Ein altersgerechter Badumbau ist für viele Kunden eine große Investition. Genau hier kannst Du mit Deiner Beratung echten Mehrwert schaffen. Viele Kunden wissen gar nicht, welche Förderungen oder Finanzierungsmöglichkeiten es für ein altersgerechtes Bad gibt. Genau hier kannst Du mit guter Beratung überzeugen:  Wenn Du Dich mit Förderungen auskennst, nimmst Du Deinem Kunden eine der größten Hürden. 

Denn oft gilt: Ohne Förderung wird gezögert und mit
Förderung wird beauftragt. 

Warum das Thema für Dich so wichtig ist 

Viele Kunden wissen gar nicht, dass sie Anspruch auf Zuschüsse haben. Andere schrecken vor dem „Papierkram“ zurück. 

Wenn Du hier unterstützen kannst: 

  • wirst du zum kompetenten Ansprechpartner  
  • erhöhst du die Abschlussquote  
  • realisierst du oft größere und hochwertigere Projekte  

Förderung ist nicht nur Service, sie ist ein echter Umsatzhebel. 

 

Förderungen & Zuschüsse im Überblick

KfW-Zuschuss 

Klassiker für den Badumbau 

Die bekannteste Förderung kommt über die KfW (Programm „Altersgerecht Umbauen“). 

Das Wichtigste für Dich: 

  • Zuschuss für Maßnahmen zur Barrierereduzierung  
  • betrifft z.

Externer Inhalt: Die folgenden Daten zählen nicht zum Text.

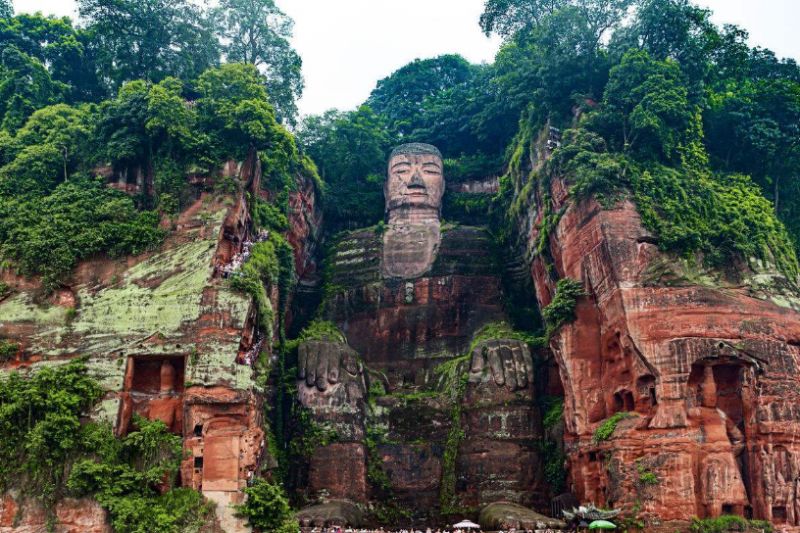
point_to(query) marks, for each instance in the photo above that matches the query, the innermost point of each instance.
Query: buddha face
(415, 180)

B. Duschen, Türen, Bewegungsflächen  
  • Antrag muss vor Beginn gestellt werden  

Wichtig: Die Anforderungen orientieren sich oft an der DIN. Eine saubere Planung ist hier entscheidend. 

Pflegekasse

Wenn ein Pflegegrad vorliegt

Hat Dein Kunde einen Pflegegrad, kommt die Pflegekasse ins Spiel. 

Leistungen: 

  • Zuschuss für wohnumfeldverbessernde Maßnahmen  
  • aktuell bis zu 4.000 € pro Maßnahme (je nach Fall auch mehr)  

Typische Maßnahmen: 

  • bodengleiche Dusche  
  • Haltegriffe  
  • Anpassung von WC oder Waschtisch  

Vorteil: Diese Förderung ist oft einfacher zu bekommen als viele denken. 

Regionale & zusätzliche Förderungen 

Neben KfW und Pflegekasse gibt es häufig: 

  • Landesprogramme  
  • kommunale Zuschüsse  
  • teilweise Förderungen über Energieprogramme (bei Komplettsanierung)  

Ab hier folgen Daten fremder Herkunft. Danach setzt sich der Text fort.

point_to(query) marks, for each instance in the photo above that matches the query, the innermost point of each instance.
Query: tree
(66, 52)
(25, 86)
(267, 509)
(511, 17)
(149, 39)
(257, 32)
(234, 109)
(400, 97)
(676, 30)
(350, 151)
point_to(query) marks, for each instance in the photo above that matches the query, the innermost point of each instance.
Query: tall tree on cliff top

Tipp: Ein kurzer Hinweis von Dir reicht oft, damit der Kunde sich weiter informiert oder direkt entscheidet. 

Was musst Du noch beachten ?

  • Was Du bei der Planung beachten musst 

    Förderungen sind fast immer an Bedingungen geknüpft. 

    Das bedeutet für Dich: 

    • Maße und Normen einhalten (z. B. DIN 18040)  
    • fachgerechte Ausführung  
    • Dokumentation der Maßnahmen  

    Wenn Du hier sauber arbeitest, vermeidest du spätere Probleme beim Antrag. 

  • Der häufigste Fehler: Zu spät dran!

    Viele Förderungen müssen vor Baubeginn beantragt werden. 

    Typischer Ablauf: 

    1. Kunde entscheidet sich grob  
    2. Förderung prüfen & beantragen  
    3. erst danach Angebot finalisieren und starten  

    Wenn Du das früh ansprichst, hebst du dich sofort vom Wettbewerb ab. 

Auf dem Bild schütteln zwei Personen Hände.

Dein Vorteil in der Beratung 

Wenn du deinem Kunden sagen kannst: 

„Da gibt’s wahrscheinlich einen Zuschuss. Ich zeig dir kurz, wie das läuft“ 

… hast du sofort einen Vertrauensvorsprung. 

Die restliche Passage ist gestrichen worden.